What should you expect to see in an infant care program? If your parental leave is over and your baby is ready for out-of-the-home infant care, you may be looking to choose the best center. You can already expect to see clean classrooms and safe cribs. But what else does your child need? Take a look at the not-so-obvious make-or-break things that should top your visit list.
A Staff-to-Child Ratio That Doesn't Change
According to the U.S. Administration for Children and Families Office of Child Care, the adult-to-child ratio for infants 12 months and under should include one trained adult staff member for every three to four babies.
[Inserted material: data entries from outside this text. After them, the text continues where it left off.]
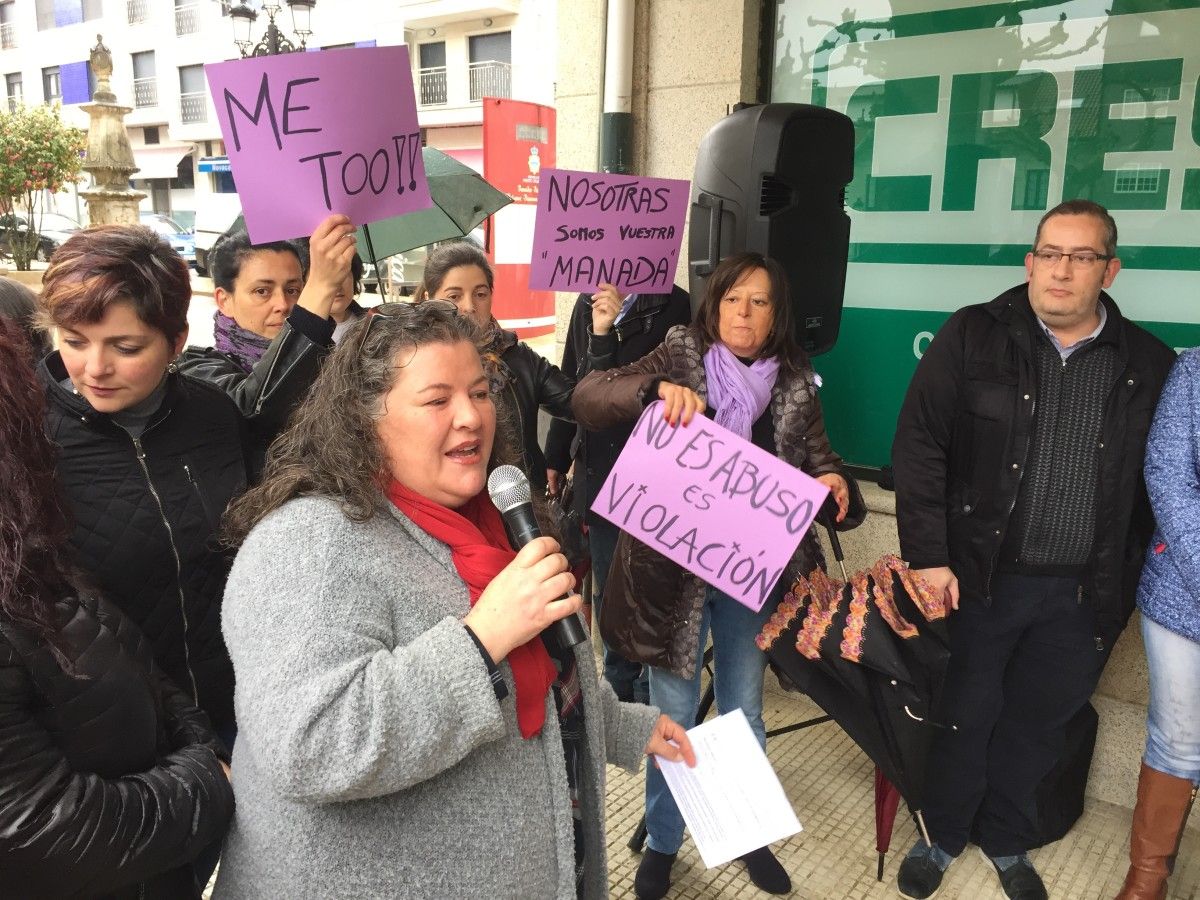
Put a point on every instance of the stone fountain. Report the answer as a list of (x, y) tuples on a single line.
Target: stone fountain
[(109, 157)]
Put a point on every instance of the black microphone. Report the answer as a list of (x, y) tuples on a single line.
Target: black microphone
[(509, 490)]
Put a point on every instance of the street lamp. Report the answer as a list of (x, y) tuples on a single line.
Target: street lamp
[(274, 41)]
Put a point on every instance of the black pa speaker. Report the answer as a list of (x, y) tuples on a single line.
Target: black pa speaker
[(772, 179)]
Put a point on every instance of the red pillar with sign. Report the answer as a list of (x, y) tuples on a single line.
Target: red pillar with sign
[(519, 142)]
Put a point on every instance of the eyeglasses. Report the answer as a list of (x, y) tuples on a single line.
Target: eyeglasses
[(405, 311), (1079, 257)]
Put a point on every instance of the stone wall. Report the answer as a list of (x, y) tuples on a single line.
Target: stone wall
[(693, 59)]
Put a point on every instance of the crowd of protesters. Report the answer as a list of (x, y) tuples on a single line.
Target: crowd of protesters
[(269, 571)]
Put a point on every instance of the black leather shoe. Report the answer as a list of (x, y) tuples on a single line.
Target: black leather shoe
[(653, 879), (1019, 880), (766, 871), (921, 876)]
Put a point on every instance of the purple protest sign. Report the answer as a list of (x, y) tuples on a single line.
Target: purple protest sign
[(594, 228), (312, 133), (712, 502)]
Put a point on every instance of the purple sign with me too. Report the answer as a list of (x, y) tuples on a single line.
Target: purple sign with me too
[(313, 133)]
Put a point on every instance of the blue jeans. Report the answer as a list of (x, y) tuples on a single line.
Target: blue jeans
[(737, 678), (628, 678), (1173, 743)]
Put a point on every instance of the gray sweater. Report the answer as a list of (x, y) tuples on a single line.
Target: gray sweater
[(372, 757)]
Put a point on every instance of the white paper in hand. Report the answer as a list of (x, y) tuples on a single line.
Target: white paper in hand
[(732, 801)]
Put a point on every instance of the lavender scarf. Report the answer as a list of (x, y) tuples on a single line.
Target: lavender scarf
[(232, 339), (739, 394)]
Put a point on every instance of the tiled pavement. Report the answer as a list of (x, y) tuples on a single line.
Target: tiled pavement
[(829, 783)]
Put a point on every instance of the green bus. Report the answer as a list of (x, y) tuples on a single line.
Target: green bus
[(972, 119)]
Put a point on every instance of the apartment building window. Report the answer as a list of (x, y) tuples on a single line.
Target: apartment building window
[(7, 27), (490, 71), (15, 90), (137, 11), (52, 84), (186, 18), (432, 73), (59, 13), (192, 95), (145, 81)]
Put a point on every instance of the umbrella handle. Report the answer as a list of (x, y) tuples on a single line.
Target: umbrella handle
[(825, 516), (924, 832), (927, 721)]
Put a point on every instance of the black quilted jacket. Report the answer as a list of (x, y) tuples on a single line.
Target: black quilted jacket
[(147, 514), (109, 780), (534, 384)]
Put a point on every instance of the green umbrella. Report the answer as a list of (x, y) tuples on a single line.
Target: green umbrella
[(462, 199), (461, 203)]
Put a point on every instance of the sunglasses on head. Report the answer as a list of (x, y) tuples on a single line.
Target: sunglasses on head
[(403, 311)]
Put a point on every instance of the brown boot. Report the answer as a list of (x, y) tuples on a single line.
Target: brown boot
[(1163, 805)]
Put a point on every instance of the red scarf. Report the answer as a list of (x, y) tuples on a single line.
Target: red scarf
[(479, 547)]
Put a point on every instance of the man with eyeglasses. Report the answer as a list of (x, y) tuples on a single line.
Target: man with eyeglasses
[(1019, 492)]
Infant classrooms should include no more than six to eight babies per grouping.
While you may have already thought to ask the daycare center's director about this ratio, you may not have added a follow-up question to your list. Instead of stopping at the ratio right now, ask the director or other center staff member if this number ever changes over time. An infant classroom that has two trained adults supervising six children right now may not always have the same ratio over time. Make sure that if the ratio changes, it still fits within acceptable guidelines.
A Class Size That Won't Over-Grow
The ratio isn't the only number that could change over time. Again, a maximum infant class size of six to eight children (per group) is ideal—and possibly a state licensing law requirement.
If you tour the school and see six babies in the infant classroom, ask if this is the norm for the center. Ask the director or knowledgeable staff member whether this number will stay the same or if it could grow. If the class number will grow, follow up the answer with another question about the maximum number of infants the center allows in each room.
A Selection of Toys and Educational Materials
More specifically, your child's new care center should include a selection of toys and educational materials that are age/developmentally appropriate and change as the infants grow. The items your child plays with or uses during their day in care should help them to learn through their senses in a safe and educational way. These could include anything from soft blocks to high-contrast board books. Look for developmentally appropriate items in the infant classrooms. If you don't see a selection of toys, ask to see the materials during a tour of the center.